Stocks of ULSD, or X grade, dipped by 300,000 b/d to 29 million barrels, despite a slight rise in production, which was 19,000 b/d higher at 1.034 million b/d, supported by agricultural demand which has kept prices firm.

"X is fine. V is the problem," said one Midwest trader, using the Group 3 term of V grade for suboctane gasoline.

"They are leaning on dudes to puke the V. That is what happened to basis. We will probably get another round of selling today as minimums [were] reallocated last night," he added, referring to minimum shipper volumes on the Magellan pipeline system.

As the ULSD crack holds up better than that of gasoline, Platts Analytics notes that refiners are incentivized to shift their slates toward diesel and away from gasoline.

Actual volumes of gasoline on the Magellan pipeline system moving from the US Gulf Coast up through the Midwest to Minnesota were not disclosed, said Bruce Heine, a spokesman for Magellan, who noted "our gasoline inventories are robust at this time."
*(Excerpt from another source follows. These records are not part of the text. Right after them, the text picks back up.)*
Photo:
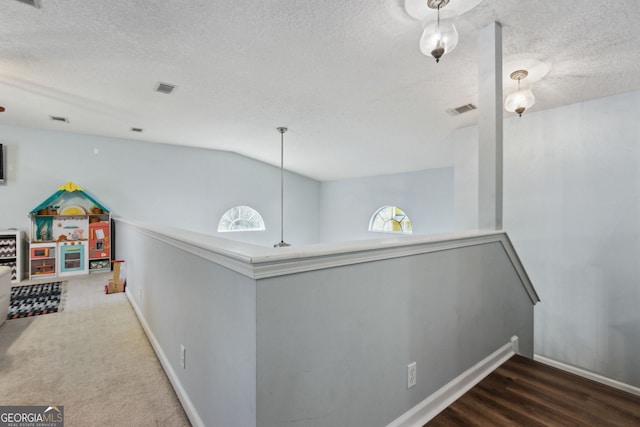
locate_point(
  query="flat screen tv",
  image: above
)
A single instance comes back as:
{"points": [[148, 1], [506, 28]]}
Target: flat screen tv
{"points": [[1, 164]]}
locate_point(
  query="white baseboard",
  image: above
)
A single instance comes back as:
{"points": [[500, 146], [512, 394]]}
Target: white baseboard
{"points": [[587, 374], [187, 404], [424, 411]]}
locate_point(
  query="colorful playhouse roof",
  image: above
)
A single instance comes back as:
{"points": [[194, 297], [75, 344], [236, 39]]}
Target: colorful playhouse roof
{"points": [[70, 199]]}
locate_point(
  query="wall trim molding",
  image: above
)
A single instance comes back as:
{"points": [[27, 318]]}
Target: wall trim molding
{"points": [[187, 404], [261, 262], [426, 410], [588, 374]]}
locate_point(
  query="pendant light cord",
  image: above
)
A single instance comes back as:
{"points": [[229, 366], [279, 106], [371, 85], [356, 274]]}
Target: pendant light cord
{"points": [[282, 243], [282, 131]]}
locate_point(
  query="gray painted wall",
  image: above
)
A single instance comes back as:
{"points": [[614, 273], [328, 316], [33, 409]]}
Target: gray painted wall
{"points": [[571, 208], [333, 345], [209, 309], [425, 196], [189, 188], [328, 347]]}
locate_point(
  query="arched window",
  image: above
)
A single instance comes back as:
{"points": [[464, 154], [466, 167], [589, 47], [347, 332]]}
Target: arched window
{"points": [[241, 218], [390, 219]]}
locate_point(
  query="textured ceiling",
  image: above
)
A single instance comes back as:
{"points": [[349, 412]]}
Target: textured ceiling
{"points": [[346, 77]]}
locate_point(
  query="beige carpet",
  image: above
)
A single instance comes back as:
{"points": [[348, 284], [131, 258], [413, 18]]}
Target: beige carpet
{"points": [[93, 358]]}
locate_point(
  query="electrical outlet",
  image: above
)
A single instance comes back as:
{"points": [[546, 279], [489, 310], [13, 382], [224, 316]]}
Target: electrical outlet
{"points": [[411, 375]]}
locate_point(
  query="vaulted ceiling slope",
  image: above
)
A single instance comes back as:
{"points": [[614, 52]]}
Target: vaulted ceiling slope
{"points": [[346, 77]]}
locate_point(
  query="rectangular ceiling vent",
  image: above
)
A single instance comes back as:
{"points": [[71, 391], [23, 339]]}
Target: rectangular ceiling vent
{"points": [[34, 3], [165, 88], [462, 109]]}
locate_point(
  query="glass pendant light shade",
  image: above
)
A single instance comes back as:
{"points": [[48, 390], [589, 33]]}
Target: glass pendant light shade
{"points": [[519, 101], [439, 38], [522, 99]]}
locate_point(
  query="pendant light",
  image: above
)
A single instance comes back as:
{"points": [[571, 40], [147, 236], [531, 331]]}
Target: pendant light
{"points": [[282, 243], [441, 37], [520, 100]]}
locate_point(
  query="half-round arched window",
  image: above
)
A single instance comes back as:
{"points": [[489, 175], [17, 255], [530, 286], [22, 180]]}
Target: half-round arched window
{"points": [[390, 219], [241, 218]]}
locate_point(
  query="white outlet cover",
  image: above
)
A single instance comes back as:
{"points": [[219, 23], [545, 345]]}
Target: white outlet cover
{"points": [[412, 379]]}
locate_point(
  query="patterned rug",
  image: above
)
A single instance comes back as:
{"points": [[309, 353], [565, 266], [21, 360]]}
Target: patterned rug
{"points": [[34, 300]]}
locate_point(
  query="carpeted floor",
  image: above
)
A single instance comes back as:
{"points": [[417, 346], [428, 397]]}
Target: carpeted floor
{"points": [[93, 358], [37, 299]]}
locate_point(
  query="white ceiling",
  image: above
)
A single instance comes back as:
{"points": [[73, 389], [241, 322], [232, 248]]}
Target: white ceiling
{"points": [[346, 77]]}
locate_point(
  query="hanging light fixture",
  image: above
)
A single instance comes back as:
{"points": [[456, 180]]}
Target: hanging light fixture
{"points": [[519, 100], [441, 37], [281, 243]]}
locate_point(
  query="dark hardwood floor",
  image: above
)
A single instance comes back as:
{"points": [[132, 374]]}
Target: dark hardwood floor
{"points": [[523, 392]]}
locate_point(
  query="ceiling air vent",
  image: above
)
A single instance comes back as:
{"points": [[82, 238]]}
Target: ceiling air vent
{"points": [[462, 109], [165, 88], [34, 3]]}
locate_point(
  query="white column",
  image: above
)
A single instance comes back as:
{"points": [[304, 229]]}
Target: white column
{"points": [[490, 127]]}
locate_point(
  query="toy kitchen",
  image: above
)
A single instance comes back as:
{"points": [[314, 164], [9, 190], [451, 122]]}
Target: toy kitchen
{"points": [[70, 235]]}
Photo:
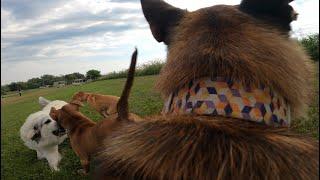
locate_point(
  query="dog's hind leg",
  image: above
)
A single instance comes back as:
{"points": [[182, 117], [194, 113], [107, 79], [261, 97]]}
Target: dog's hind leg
{"points": [[54, 157], [85, 165]]}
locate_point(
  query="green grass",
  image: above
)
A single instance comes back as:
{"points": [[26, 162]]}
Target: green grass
{"points": [[19, 162]]}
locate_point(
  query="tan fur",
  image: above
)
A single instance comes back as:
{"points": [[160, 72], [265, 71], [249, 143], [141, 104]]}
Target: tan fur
{"points": [[104, 104], [234, 45], [85, 135], [184, 147], [252, 48]]}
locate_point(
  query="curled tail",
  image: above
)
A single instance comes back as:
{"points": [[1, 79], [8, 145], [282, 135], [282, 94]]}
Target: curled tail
{"points": [[122, 106]]}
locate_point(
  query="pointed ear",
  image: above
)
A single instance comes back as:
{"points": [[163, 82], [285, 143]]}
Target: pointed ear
{"points": [[53, 113], [275, 12], [77, 102], [162, 17]]}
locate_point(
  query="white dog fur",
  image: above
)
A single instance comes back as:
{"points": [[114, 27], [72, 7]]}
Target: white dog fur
{"points": [[43, 134]]}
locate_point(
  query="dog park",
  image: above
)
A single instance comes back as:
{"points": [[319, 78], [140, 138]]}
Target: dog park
{"points": [[236, 98]]}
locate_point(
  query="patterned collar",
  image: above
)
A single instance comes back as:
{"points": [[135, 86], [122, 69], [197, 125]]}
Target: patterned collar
{"points": [[222, 97]]}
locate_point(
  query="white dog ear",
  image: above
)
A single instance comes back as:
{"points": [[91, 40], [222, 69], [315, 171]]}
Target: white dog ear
{"points": [[43, 102]]}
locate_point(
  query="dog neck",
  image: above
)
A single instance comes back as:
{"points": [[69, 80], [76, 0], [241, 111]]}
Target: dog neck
{"points": [[222, 97]]}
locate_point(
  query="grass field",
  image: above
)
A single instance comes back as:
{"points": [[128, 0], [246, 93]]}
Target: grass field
{"points": [[18, 162]]}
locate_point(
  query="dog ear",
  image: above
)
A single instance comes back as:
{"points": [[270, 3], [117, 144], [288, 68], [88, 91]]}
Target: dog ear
{"points": [[43, 102], [162, 17], [275, 12], [53, 113]]}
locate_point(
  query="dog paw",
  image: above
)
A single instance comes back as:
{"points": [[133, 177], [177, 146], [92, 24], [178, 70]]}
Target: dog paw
{"points": [[82, 172], [55, 169]]}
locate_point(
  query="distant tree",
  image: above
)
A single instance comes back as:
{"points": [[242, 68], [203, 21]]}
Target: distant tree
{"points": [[93, 74], [47, 79], [34, 83], [22, 85], [311, 45], [58, 78], [78, 75]]}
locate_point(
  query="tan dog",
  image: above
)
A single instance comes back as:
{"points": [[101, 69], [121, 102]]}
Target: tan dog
{"points": [[248, 45], [85, 134], [106, 105]]}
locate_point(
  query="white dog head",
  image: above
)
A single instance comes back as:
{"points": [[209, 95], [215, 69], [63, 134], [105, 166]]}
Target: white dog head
{"points": [[40, 129]]}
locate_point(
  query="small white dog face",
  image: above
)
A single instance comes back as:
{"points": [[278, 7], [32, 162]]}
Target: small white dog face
{"points": [[41, 133], [46, 131]]}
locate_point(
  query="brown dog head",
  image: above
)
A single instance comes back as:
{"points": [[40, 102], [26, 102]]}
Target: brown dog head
{"points": [[247, 43], [65, 116]]}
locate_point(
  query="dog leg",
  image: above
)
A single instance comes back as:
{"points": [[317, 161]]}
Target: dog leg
{"points": [[85, 166]]}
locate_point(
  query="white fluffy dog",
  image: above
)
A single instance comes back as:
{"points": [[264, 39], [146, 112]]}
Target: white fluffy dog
{"points": [[43, 134]]}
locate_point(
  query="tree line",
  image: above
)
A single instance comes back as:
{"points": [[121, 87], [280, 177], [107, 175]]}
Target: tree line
{"points": [[309, 43], [48, 80]]}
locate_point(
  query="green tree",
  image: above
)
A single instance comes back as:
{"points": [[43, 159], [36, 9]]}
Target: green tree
{"points": [[311, 45], [13, 86], [47, 79], [93, 74]]}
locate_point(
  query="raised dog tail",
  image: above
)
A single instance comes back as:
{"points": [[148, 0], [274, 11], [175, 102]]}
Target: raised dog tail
{"points": [[122, 106]]}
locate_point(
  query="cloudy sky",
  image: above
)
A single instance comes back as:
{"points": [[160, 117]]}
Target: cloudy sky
{"points": [[65, 36]]}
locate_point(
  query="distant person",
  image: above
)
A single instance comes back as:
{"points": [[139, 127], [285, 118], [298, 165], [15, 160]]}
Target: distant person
{"points": [[19, 90]]}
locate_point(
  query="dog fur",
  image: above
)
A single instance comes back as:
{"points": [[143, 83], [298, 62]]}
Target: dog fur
{"points": [[247, 43], [84, 133], [104, 104], [42, 134]]}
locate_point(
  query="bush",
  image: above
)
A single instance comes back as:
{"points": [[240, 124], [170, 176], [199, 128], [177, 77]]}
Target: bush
{"points": [[311, 45]]}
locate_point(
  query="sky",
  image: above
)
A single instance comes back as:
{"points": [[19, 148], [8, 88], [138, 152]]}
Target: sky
{"points": [[64, 36]]}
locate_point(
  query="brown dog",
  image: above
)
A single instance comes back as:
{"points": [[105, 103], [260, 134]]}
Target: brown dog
{"points": [[85, 134], [106, 105], [228, 54]]}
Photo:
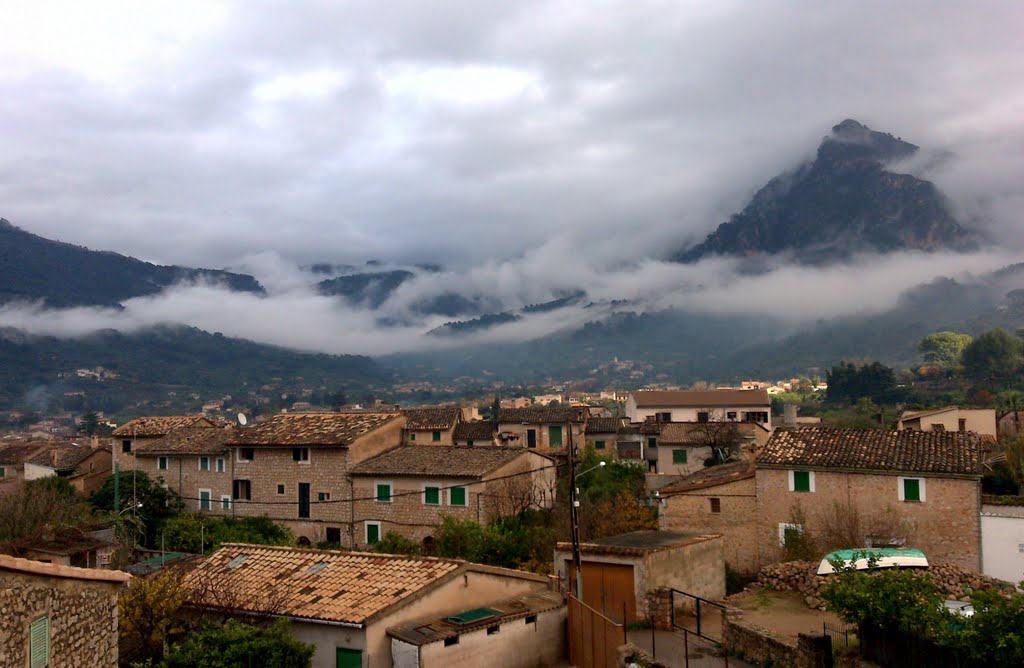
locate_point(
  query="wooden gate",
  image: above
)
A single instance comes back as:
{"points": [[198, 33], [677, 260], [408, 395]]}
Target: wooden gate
{"points": [[593, 637]]}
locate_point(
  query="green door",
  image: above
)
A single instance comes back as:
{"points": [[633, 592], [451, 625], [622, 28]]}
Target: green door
{"points": [[349, 658]]}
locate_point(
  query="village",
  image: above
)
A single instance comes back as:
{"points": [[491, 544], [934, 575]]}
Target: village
{"points": [[653, 527]]}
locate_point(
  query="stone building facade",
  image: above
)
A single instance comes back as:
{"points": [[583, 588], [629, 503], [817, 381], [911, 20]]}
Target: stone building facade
{"points": [[61, 615]]}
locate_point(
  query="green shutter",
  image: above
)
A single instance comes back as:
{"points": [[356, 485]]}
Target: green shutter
{"points": [[802, 482], [39, 634]]}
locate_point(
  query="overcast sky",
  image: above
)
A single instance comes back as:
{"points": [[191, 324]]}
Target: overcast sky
{"points": [[531, 147]]}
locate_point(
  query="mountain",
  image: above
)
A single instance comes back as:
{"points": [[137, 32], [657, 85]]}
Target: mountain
{"points": [[843, 202], [62, 275]]}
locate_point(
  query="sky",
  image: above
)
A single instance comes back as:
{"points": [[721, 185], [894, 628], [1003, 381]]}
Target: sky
{"points": [[528, 147]]}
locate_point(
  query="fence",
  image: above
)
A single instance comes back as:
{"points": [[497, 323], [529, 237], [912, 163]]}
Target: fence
{"points": [[593, 637]]}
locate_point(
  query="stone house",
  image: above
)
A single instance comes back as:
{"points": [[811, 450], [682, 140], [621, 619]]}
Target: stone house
{"points": [[294, 467], [950, 418], [717, 500], [922, 489], [58, 615], [475, 433], [602, 434], [521, 632], [407, 490], [704, 406], [548, 429], [343, 603], [425, 426]]}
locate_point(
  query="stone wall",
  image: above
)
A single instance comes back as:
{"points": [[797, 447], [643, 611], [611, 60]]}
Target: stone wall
{"points": [[83, 618]]}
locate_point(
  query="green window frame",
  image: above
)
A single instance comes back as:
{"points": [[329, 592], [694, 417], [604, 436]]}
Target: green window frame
{"points": [[39, 642]]}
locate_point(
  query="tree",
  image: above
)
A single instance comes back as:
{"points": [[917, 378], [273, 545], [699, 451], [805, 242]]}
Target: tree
{"points": [[992, 355], [236, 644], [943, 348]]}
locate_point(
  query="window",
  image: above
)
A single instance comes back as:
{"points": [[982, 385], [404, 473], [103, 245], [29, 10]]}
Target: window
{"points": [[911, 489], [801, 481], [39, 642], [242, 490]]}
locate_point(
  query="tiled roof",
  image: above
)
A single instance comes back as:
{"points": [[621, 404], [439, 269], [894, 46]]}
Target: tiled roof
{"points": [[188, 441], [475, 431], [711, 476], [701, 399], [432, 629], [603, 425], [329, 585], [543, 415], [160, 424], [881, 450], [431, 418], [311, 428], [449, 461]]}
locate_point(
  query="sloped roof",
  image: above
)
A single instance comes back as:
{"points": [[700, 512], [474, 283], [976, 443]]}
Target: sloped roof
{"points": [[159, 425], [449, 461], [475, 431], [543, 415], [431, 418], [881, 450], [701, 399], [189, 441], [603, 425], [345, 587], [711, 476], [311, 428]]}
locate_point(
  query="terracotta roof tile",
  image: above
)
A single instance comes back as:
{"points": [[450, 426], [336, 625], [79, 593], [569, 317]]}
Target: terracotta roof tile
{"points": [[907, 451], [311, 428], [188, 441], [453, 461], [431, 418], [159, 425], [705, 399], [349, 587]]}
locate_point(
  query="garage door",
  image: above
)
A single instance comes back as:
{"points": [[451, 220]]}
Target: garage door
{"points": [[608, 587]]}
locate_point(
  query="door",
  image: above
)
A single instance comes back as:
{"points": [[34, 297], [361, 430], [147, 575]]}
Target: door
{"points": [[303, 500], [348, 658]]}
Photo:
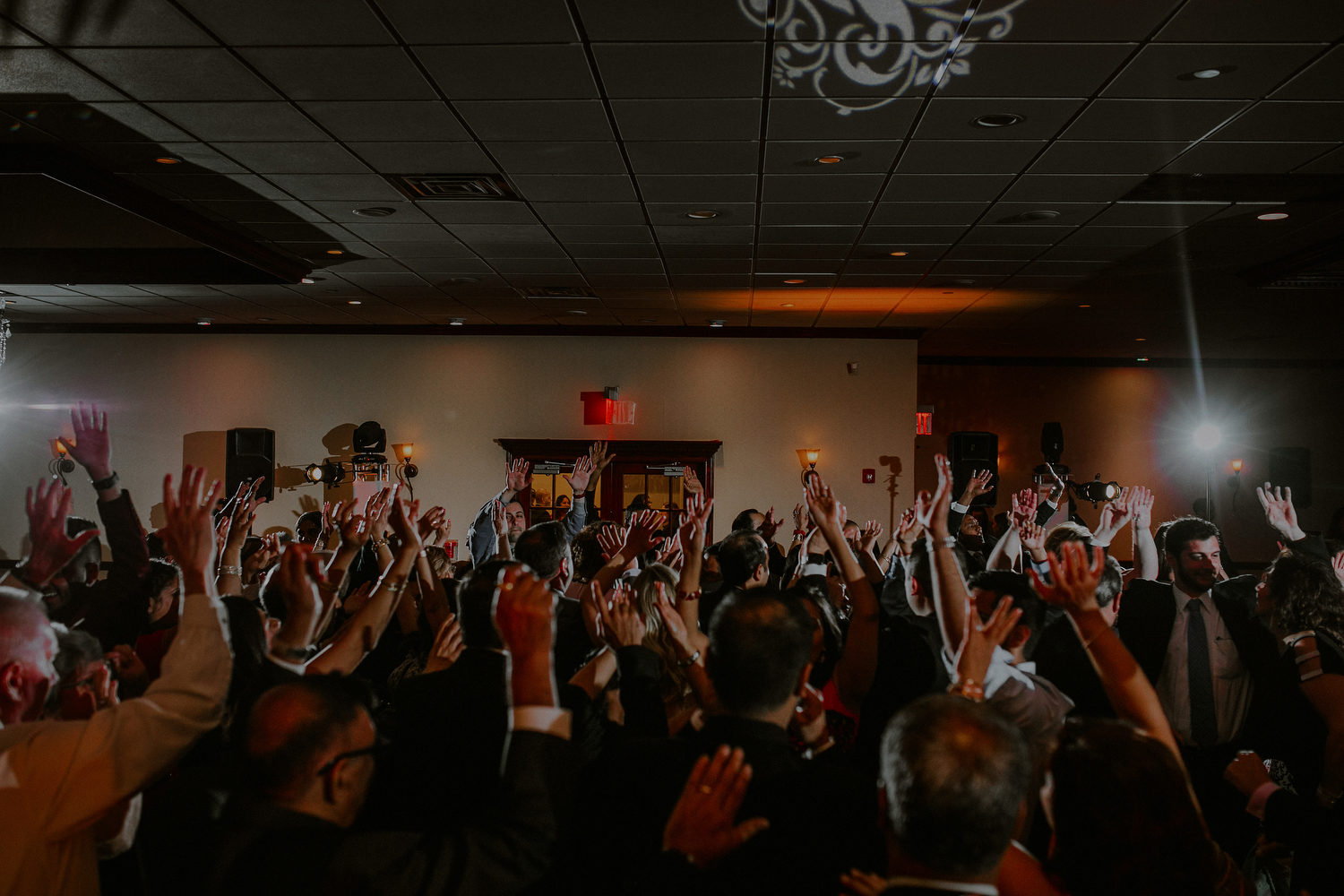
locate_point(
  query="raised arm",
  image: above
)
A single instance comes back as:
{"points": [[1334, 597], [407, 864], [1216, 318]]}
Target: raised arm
{"points": [[1073, 587], [362, 632], [859, 659]]}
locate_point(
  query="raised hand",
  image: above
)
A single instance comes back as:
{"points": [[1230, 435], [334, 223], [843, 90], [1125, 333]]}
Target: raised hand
{"points": [[448, 646], [91, 446], [1024, 506], [1279, 511], [518, 477], [871, 532], [932, 509], [701, 826], [980, 638], [188, 533], [621, 622], [825, 511], [581, 477], [978, 484], [351, 528], [1074, 576]]}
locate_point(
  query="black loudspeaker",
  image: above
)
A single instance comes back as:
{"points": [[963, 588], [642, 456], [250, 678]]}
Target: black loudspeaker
{"points": [[1292, 468], [970, 452], [249, 454]]}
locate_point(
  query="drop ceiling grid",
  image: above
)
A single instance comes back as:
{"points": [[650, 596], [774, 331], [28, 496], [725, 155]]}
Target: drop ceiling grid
{"points": [[607, 34]]}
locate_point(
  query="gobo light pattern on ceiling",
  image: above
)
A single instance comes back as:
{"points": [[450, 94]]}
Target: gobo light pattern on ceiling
{"points": [[873, 45]]}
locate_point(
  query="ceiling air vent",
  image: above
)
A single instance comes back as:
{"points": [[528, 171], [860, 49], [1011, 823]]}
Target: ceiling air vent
{"points": [[1308, 281], [484, 187], [558, 292]]}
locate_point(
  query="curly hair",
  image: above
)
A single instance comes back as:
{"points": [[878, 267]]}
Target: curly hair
{"points": [[1306, 595]]}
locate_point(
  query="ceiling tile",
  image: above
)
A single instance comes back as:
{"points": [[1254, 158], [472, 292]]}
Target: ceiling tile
{"points": [[968, 156], [814, 118], [534, 120], [263, 121], [1230, 21], [1246, 158], [1322, 80], [860, 156], [1018, 69], [518, 72], [954, 118], [687, 118], [822, 188], [432, 121], [201, 73], [1288, 121], [1094, 156], [695, 158], [561, 188], [1164, 70], [687, 21], [289, 22], [296, 158], [1152, 118], [679, 70], [340, 73], [556, 158]]}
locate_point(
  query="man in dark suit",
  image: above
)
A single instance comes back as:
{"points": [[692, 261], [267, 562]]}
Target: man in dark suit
{"points": [[312, 745], [1211, 661], [820, 813]]}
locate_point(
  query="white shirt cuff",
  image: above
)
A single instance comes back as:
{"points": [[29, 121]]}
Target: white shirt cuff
{"points": [[547, 720]]}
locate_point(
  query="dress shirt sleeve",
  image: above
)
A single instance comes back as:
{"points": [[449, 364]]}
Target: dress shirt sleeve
{"points": [[72, 772]]}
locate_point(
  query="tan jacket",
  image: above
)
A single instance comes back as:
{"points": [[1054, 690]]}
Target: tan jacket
{"points": [[58, 778]]}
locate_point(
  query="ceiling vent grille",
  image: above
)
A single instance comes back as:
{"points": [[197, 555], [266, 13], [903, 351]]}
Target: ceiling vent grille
{"points": [[481, 187], [558, 292], [1308, 281]]}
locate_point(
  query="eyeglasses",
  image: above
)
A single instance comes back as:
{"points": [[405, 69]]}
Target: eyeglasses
{"points": [[379, 745]]}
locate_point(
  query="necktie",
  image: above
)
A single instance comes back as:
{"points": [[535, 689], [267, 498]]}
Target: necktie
{"points": [[1203, 719]]}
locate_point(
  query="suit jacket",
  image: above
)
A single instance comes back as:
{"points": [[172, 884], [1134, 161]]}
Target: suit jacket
{"points": [[269, 850], [823, 817]]}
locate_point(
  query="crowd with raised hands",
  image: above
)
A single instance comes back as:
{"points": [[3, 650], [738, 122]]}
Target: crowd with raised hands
{"points": [[629, 705]]}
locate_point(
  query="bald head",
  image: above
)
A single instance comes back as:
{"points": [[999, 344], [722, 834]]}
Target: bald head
{"points": [[297, 727], [27, 649], [956, 774]]}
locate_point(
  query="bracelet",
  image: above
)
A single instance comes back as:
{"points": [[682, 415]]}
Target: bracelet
{"points": [[967, 688]]}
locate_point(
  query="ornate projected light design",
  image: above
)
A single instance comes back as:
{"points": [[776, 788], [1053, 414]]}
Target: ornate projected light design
{"points": [[873, 45]]}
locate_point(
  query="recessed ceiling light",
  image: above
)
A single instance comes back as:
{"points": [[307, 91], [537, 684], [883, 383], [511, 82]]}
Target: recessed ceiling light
{"points": [[997, 120]]}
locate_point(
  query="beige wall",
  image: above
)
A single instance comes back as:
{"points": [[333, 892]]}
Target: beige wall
{"points": [[1133, 425], [171, 398]]}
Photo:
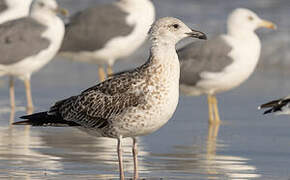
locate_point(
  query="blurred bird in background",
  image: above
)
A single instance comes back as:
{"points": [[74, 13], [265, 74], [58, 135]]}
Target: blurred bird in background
{"points": [[29, 43], [224, 62], [107, 32]]}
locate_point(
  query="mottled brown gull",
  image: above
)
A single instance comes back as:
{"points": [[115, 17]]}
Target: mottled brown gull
{"points": [[132, 103], [224, 62], [29, 43], [107, 32]]}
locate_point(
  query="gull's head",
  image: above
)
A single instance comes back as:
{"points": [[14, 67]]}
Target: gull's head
{"points": [[23, 4], [47, 6], [242, 19], [170, 29]]}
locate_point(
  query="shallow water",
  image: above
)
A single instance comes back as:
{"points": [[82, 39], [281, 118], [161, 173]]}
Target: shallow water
{"points": [[247, 145]]}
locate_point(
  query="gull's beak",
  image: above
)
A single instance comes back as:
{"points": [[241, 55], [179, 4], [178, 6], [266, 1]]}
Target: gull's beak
{"points": [[62, 11], [196, 34], [267, 24]]}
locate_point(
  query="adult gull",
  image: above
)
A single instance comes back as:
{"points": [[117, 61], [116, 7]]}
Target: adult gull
{"points": [[107, 32], [224, 62], [29, 43], [279, 106], [13, 9], [132, 103]]}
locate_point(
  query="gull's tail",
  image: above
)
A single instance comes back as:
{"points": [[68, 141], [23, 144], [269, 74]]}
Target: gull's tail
{"points": [[45, 119], [279, 106]]}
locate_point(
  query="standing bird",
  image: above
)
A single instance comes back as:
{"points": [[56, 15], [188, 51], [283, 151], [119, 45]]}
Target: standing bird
{"points": [[29, 43], [107, 32], [224, 62], [13, 9], [129, 104], [279, 106]]}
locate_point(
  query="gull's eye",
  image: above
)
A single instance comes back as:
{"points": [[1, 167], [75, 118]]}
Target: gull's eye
{"points": [[41, 4], [176, 26]]}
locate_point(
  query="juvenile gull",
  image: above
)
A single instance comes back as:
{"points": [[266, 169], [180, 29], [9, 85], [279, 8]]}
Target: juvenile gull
{"points": [[13, 9], [224, 62], [279, 106], [29, 43], [107, 32], [132, 103]]}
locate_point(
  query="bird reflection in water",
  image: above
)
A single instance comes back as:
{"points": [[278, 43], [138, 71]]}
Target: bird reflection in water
{"points": [[222, 165], [18, 157]]}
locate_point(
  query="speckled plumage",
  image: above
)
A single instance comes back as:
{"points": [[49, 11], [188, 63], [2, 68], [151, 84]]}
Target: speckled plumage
{"points": [[131, 103], [113, 107]]}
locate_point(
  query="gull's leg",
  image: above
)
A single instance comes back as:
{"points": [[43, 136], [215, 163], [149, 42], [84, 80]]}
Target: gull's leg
{"points": [[216, 110], [135, 156], [12, 93], [210, 109], [28, 96], [101, 71], [110, 70], [120, 157]]}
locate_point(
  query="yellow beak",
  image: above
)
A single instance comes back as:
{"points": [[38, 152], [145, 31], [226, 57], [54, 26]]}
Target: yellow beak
{"points": [[62, 11], [267, 24]]}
COULD DEFER PLANNED REFINERY WORK

In an effort to contain the spreading of coronavirus, HollyFrontier, like most of its refining peers, is limiting onsite staff to essential personnel, "carefully evaluating projects at the refinery and limiting or postponing non-essential projects and contractor work," the company said in a statement.

Following extensive maintenance in Q4 2019 at its El Dorado, Woods Cross, Utah, and Cheyenne plants, HollyFrontier had a "light planned maintenance schedule" for 2020, head of commercial operations, Tom Creery, said February 20 in an earnings call.

"We expect to run between 425,000 b/d and 435,000 b/d in the first quarter of 2020," he said.

HollyFrontier has reduced capital spending by about 15% to between $525 million to $625 million for the year, below the previously announced guidance of $623 million and $729 million. However, it will proceed with the construction of a renewable diesel plant at its Artesia refinery in New Mexico.

The plant was in early construction as of the fourth-quarter earnings call, and is expected to process soybean oil and other renewable feedstocks into renewable diesel. Production capacity is 125 million gallons/year, with the commissioning date set for Q1 2020.

But as the impacts of the coronavirus pandemic on demand and the refining sector continue to unfold, there could be further adjustments to its plans.

"HollyFrontier will continue to evaluate market conditions and make further changes as circumstances dictate," the company said.